7 Nog deed Hij mij aldus zien; en ziet, de Heere stond op een muur, die naar het paslood gemaakt was, en een paslood was in Zijn hand.
8 En de HEERE zeide tot mij: Wat ziet gij, Amos? En ik zeide: Een paslood. Toen zeide de HEERE: Zie, Ik zal het paslood stellen in het midden van Mijn volk Israel; Ik zal het voortaan niet meer voorbijgaan.
9 Maar Izaks hoogten zullen verwoest, en Israels eigendommen verstoord worden; en Ik zal tegen Jerobeams huis opstaan met het zwaard.
10 Toen zond Amazia, de priester te Beth-el, tot Jerobeam, den koning van Israel, zeggende: Amos heeft een verbintenis tegen u gemaakt, in het midden van het huis Israels; het land zal al zijn woorden niet kunnen verdragen.

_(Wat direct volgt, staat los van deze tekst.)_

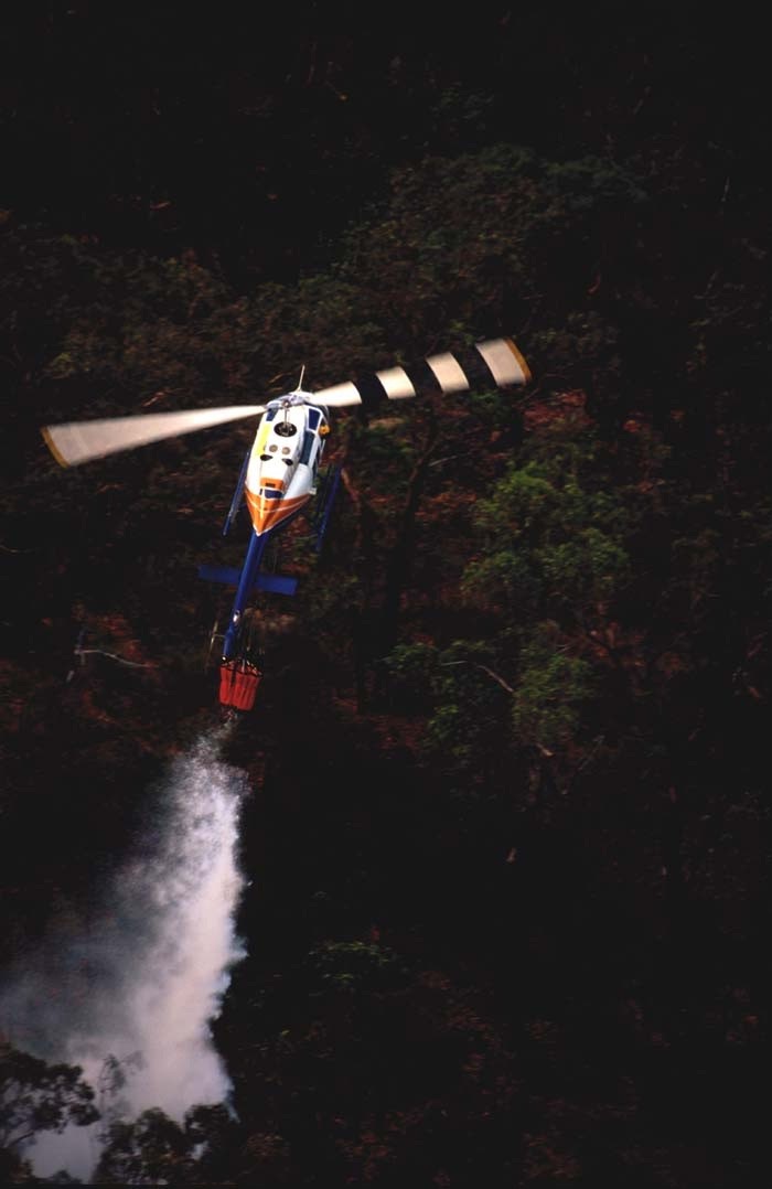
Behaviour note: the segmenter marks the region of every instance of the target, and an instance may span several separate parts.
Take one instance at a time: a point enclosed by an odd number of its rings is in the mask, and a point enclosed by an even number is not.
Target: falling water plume
[[[111,879],[96,919],[80,930],[52,921],[37,960],[12,974],[0,998],[0,1024],[18,1046],[81,1065],[101,1089],[98,1106],[108,1120],[159,1107],[182,1121],[190,1106],[227,1102],[231,1093],[211,1033],[245,952],[234,916],[249,784],[220,759],[230,729],[172,761],[152,830]],[[61,988],[55,1000],[52,979]],[[106,1070],[118,1067],[120,1102],[105,1094]],[[99,1156],[99,1127],[39,1137],[27,1153],[36,1172],[87,1174]]]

11 Want alzo zegt Amos: Jerobeam zal door het zwaard sterven, en Israel zal voorzeker uit zijn land gevankelijk worden weggevoerd.
12 Daarna zeide Amazia tot Amos: Gij ziener! ga weg, vlied in het land van Juda, en eet aldaar brood, en profeteer aldaar.
13 Maar te Beth-el zult gij voortaan niet meer profeteren; want dat is des konings heiligdom, en dat is het huis des koninkrijks.